OneDataShare: Democratizing Access to Data

June 21, 2023
Jacob Goldverg

User Experiments

What is the central challenge your experiments investigate?

As data volumes in remote storage continue to grow, efficient and rapid access to this data becomes increasingly crucial. Existing tools such as rclone, rsync, and sftp face significant performance limitations when it comes to big data file transfers. In some cases, it may take weeks or be outright impossible to complete transfers using these standard Linux utilities. This is both unacceptable and inefficient, considering the significant compute and network resources allocated to researchers. Therefore, the question arises: How can we efficiently move large amounts of data while minimizing energy consumption, considering varying compute and network capacities?

How is your research addressing this challenge?

To enhance the energy efficiency of file transfers, OneDataShare(ODS) established an application-level monitoring framework that exposes control to the user or optimizer. This framework allows users and optimizers to assess network and host conditions and then appropriately exposes an API to adjust the tunable application parameters of the file transfer. ODS optimizers then gamify the file transfer process by adjusting parameters such as concurrent TCP connections, parallel TCP sockets, and network pipelining with the goal being to maximize throughput and minimize energy consumption. By doing so, optimizers gain control over CPU and network utilization, promoting energy efficiency. Overall, this approach revolutionizes file transfers, combining monitoring and gamification to optimize energy consumption and exposes a robust way to control file transfers in real time.

The following image depicts the impact the three application parameters have on the throughput of the file transfer. The challenge file transfers have faced in the past is the ideal number of concurrency, parallelism, and pipelining to maximize throughput, and what is the ideal tuple to be fair to the network. Our optimizers strive to reach the ideal point where throughput and network health converge.

Here, we demonstrate the data flow from the source server to the destination server. In scenarios where users are unable to install the File Transfer Service due to platform or permission limitations, ODS effectively optimizes the file transfer process for a variety of users.

It is also crucial to consider the costs associated with implementing a monitoring and optimization service for file transfers, especially when users prefer not to utilize optimization. Therefore, we demonstrate that ODS achieves comparable performance and superior scalability to rclone even without optimization. This establishes ODS as an excellent platform for further optimization work.

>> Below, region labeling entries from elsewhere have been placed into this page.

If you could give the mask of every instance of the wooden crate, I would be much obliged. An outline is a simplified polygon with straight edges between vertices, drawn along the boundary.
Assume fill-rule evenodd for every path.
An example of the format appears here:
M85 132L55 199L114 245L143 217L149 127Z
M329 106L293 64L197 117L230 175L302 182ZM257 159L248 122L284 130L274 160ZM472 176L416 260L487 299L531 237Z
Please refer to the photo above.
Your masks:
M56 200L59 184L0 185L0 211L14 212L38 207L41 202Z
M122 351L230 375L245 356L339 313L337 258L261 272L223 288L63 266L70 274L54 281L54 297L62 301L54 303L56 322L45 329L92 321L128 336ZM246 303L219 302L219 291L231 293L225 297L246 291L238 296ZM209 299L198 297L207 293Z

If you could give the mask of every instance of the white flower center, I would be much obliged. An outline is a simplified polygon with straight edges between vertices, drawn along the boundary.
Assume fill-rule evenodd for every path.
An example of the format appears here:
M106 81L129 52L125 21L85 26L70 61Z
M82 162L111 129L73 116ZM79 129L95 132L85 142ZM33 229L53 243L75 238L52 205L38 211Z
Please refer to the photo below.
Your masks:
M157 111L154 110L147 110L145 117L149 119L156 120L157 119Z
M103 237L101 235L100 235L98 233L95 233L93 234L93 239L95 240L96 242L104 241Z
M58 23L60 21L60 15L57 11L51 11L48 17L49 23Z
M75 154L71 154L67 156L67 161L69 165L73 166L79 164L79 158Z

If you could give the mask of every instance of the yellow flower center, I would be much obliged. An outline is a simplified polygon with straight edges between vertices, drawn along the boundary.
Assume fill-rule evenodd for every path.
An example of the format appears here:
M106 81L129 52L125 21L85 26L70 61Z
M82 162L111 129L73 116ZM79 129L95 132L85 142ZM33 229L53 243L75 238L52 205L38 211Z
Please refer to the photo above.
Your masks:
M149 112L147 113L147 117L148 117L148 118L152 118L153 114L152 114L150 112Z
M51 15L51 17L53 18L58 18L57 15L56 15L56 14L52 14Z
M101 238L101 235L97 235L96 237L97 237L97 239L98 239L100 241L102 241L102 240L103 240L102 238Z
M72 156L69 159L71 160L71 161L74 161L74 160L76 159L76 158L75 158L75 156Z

The ultimate aim of this research is to empower users to transmit their large-scale data across the public internet without incurring exorbitant fees or relying on exclusive links or specialized computing resources.

How do you build your experiment on Chameleon?

Typical experiments that I run ODS involve deploying two nodes at UC and TACC where each node is connected over WAN or over a stitched network to control the topology. Chameleon has been instrumental in my experiments, thanks to two key features. The chameleon CLI offers extensive capabilities, surpassing those of the UI. This allowed me to automate lease creation, floating IP attachment, hardware deployment, and experiment execution through a single script. Additionally, the UI provides essential information about the leased hardware and site availability, ensuring I have all the necessary details at my fingertips.

What features of the testbed do you need in order to implement your experiment?

Chameleon Cloud meets the necessary requirements for ODS experimentation by providing a diverse set of bare metal compute nodes with varying size in network interfaces and CPUs. This allows for studying the impact of diminishing returns on different hardware and adjusting network interfaces and TCP parameters of the operating system. The availability of 10 Gbps and higher network interfaces enables HPC link experimentation. Moreover, Chameleon's ability to deploy software on instance start is very helpful as it helps alleviate the set up process for our experiments, some examples of what we use is NGINX, PostgresDB, and the Java runtime. I have also been exploring network stitching between Chameleon Cloud and FABRIC for efficient file transfers, taking advantage of FABRIC's ample network capacity.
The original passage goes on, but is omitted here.